皮肉を皮肉で返されて言い負かす言葉も見つけられずに黙った。こういう部分で森に勝てた試しはない。ため息をひとつ、せめてものお返しについてみたはものの、身体をどけようともしない森の目は再び雑誌に戻った。それはオレが部屋の隅に捏ねておいた一冊だった。

ぶらぶらと揺れる足にあわせて、森の髪が揺れた。夢の中で見た光景と、同じ色を放っている。蛍光灯に光る大粒のビーズが辺りに虹色を散らしていた。空の色を、七色が閉じ込める。

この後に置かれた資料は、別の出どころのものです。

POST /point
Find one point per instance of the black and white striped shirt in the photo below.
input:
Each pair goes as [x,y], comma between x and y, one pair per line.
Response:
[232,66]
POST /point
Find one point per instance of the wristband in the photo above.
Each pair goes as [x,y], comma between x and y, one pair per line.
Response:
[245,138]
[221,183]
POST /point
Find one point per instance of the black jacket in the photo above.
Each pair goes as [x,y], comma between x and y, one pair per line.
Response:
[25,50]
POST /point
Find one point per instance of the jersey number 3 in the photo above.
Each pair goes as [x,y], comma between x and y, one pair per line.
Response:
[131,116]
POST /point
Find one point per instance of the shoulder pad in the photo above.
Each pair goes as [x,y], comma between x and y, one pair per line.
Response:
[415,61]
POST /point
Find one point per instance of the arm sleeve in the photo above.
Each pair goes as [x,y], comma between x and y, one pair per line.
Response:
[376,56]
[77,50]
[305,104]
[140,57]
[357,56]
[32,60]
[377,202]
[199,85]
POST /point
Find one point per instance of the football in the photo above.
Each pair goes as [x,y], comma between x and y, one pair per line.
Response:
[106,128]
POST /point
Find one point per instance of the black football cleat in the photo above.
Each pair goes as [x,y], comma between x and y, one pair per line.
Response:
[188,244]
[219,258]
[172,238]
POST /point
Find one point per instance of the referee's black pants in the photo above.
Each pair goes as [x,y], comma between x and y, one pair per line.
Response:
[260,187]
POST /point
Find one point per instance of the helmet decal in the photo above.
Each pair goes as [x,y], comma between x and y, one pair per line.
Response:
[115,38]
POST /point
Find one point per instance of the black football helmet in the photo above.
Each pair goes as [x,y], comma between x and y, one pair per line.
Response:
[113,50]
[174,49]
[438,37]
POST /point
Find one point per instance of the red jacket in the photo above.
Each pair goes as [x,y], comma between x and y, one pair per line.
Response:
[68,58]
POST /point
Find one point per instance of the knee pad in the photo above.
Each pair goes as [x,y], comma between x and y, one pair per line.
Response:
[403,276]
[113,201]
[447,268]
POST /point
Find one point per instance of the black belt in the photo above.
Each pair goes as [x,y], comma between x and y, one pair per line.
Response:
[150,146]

覚醒しきってから思い出したが、オレがちょっとばかし昼寝をしようと思って目を瞑ったときには森はいなかったし、夜勤明けでくたくただったため今朝は郵便受けを見るどころか玄関の鍵すら開けていない。なのに今森はオレの上でだらだらしている。

「そういえばお前、いつの間に来たんだよ」

「夜勤明けのあんたのためにご飯作りに来たのよ」

そういえば婚約を機に、森に合鍵を渡したことをすっかり忘れていた。以前は佐野の、お前は一度たがが外れたら森が泣こうがわめこうが立ち入り禁止区域に入っても止まらんヤツや、と自分のことは棚に上げた妙な忠告に従って森を家に泊めることは自分の中でタブーにしていた。だけど先週森の親父さんにも頭を下げたしうちの父ちゃんと姉ちゃんは元々大賛成だったし周囲がすでに祝福モードになったため、オレもその決まりを取っ払うことに決めたのだ。泊まれないとなるとオレの休日しか会えないし、それではいつまで経っても婚約止まりになってしまうからだ。森が鍵の効力を行使したのは今日が初めてだったが、彼女もまた鍵を渡されたことで彼女から婚約者という立場を実感したらしく、今まで以上に世話を焼いてくれた。ぶっちゃけ通い妻状態だな、と言ったのはヒデヨシだったか。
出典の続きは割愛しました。